The other day I sat at a light in the neighboring town of Kaysville as a train passed through. It was a large one, requiring a couple engines to pull the weight. I noticed the graffiti on the cars of the train and thought how the world had come to us, these little farm towns in northern Utah. Cars that were tagged in big old cities, where crime was common and grime prevalent, where gangs of kids climbed over fences and marked their territory on moving objects. Those big old engines brought the marked territory to our town. The dim light of our streetlights shines on them as they pass on through, the stench of their exhaled breath staining the scent of fresh cut alfalfa that floats in our gentle summer breezes. And yet, the freshness overtakes it and something of the small town innocence remains.

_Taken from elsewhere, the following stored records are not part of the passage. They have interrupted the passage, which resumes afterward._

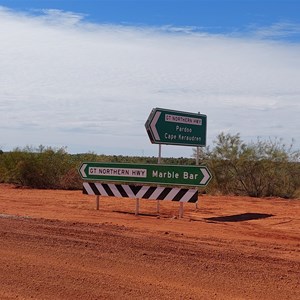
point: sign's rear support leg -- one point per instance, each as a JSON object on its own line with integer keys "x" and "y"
{"x": 158, "y": 162}
{"x": 97, "y": 202}
{"x": 137, "y": 206}
{"x": 181, "y": 210}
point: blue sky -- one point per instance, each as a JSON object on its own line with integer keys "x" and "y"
{"x": 86, "y": 74}
{"x": 216, "y": 16}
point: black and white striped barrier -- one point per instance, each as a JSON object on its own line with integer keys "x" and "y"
{"x": 137, "y": 192}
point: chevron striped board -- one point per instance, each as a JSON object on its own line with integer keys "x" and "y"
{"x": 141, "y": 192}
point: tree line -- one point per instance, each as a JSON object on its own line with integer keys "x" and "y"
{"x": 262, "y": 168}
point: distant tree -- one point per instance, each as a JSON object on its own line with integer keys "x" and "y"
{"x": 261, "y": 168}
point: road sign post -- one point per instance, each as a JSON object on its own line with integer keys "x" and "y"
{"x": 146, "y": 173}
{"x": 176, "y": 127}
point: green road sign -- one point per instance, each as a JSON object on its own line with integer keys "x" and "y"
{"x": 176, "y": 128}
{"x": 157, "y": 174}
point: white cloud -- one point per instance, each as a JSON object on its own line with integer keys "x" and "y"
{"x": 65, "y": 82}
{"x": 278, "y": 30}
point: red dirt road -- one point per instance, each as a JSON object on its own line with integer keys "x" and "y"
{"x": 55, "y": 245}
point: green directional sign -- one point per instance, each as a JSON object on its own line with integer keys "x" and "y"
{"x": 176, "y": 127}
{"x": 144, "y": 173}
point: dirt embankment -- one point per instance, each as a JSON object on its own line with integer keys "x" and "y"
{"x": 55, "y": 245}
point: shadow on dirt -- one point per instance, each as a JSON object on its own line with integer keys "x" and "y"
{"x": 133, "y": 213}
{"x": 240, "y": 217}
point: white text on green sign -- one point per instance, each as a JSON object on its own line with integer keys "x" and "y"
{"x": 158, "y": 174}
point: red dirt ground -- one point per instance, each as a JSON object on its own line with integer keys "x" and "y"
{"x": 55, "y": 245}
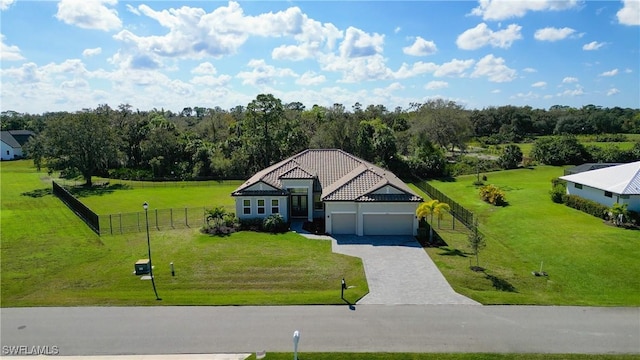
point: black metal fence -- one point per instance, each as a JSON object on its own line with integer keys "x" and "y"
{"x": 86, "y": 214}
{"x": 159, "y": 219}
{"x": 458, "y": 211}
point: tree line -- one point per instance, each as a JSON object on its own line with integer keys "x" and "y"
{"x": 204, "y": 143}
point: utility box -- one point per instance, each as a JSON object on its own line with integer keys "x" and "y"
{"x": 143, "y": 266}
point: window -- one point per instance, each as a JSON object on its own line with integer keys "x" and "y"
{"x": 317, "y": 203}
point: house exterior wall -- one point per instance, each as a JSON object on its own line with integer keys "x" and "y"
{"x": 8, "y": 153}
{"x": 302, "y": 184}
{"x": 283, "y": 206}
{"x": 598, "y": 196}
{"x": 363, "y": 208}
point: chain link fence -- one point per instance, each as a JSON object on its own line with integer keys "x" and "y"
{"x": 158, "y": 219}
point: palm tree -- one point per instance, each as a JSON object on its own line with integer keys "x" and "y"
{"x": 430, "y": 208}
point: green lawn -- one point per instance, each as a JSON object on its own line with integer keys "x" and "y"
{"x": 49, "y": 257}
{"x": 588, "y": 262}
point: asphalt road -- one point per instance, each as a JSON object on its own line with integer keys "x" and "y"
{"x": 376, "y": 328}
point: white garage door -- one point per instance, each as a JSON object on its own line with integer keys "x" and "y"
{"x": 343, "y": 223}
{"x": 388, "y": 224}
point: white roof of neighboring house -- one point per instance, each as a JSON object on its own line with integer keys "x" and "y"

Last fall we were hit with graffiti on Main Street, down by the Brass Comb beauty parlor. It was disturbing, for sure, to see that someone would defile anything in our little piece of heaven. And yet I was amused and relieved when these were the words they chose to write:
The city has since removed the sentiment, but it made me chuckle every time I drove past. Some rebel with a philosophical bend. That's about as hard as we get, here in Farmington. We are a charming quirky little town, with what the world would call a pretty weird past. Why should the future be any different?